TV Squad's Jason Hughs imagined young Seth McFarland "...wanting to dress up for Halloween but being told by his parents that he's too old and he'll get made fun of" and "...getting bullied by the bigger kids and being robbed of his candy." so the episode has Cleveland Jr. getting picked on for being "...too young and too old for trick-or-treating" while later joining his father and cohorts in bullying smaller kids and throwing eggs at Oliver.

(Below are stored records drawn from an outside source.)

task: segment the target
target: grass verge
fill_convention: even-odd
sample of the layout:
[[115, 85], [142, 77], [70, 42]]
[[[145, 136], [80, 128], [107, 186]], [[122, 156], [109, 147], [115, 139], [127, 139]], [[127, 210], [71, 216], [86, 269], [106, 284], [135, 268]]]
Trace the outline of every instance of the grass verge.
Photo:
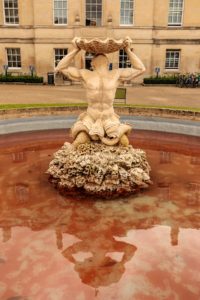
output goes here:
[[[130, 108], [155, 108], [155, 109], [173, 109], [200, 112], [200, 108], [180, 107], [180, 106], [155, 106], [155, 105], [131, 105], [123, 103], [114, 103], [115, 107]], [[87, 107], [87, 103], [38, 103], [38, 104], [0, 104], [0, 110], [9, 109], [29, 109], [29, 108], [49, 108], [49, 107]]]

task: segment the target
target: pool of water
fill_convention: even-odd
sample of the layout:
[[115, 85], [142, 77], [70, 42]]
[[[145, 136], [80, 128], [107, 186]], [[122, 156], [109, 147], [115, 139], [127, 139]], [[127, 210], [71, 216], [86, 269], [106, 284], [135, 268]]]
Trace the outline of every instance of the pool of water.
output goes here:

Jason Hughes loved the punchline to the egg throwing when Cleveland tells Jr that "...he was on his own for the repercussions of their actions.".
 In a combined review of the FOX animation block, Emily VanDerWerff of The A.V. Club liked how consistent Cleveland Jr. is during the life of the series but gave the episode a 'C', saying: "...focusing the show's Halloween episode on the idea that Cleveland, Jr., was at that awkward age between being young enough to go trick or treating and old enough to dress up for Halloween parties was a good choice. [...] the rest of the episode was [...] a King of the Hill-esque story about how Cleveland doesn't really understand his son." and "...too much of the episode was only worth a bored shrug [...] though I did like Roberta as a slutty ghost".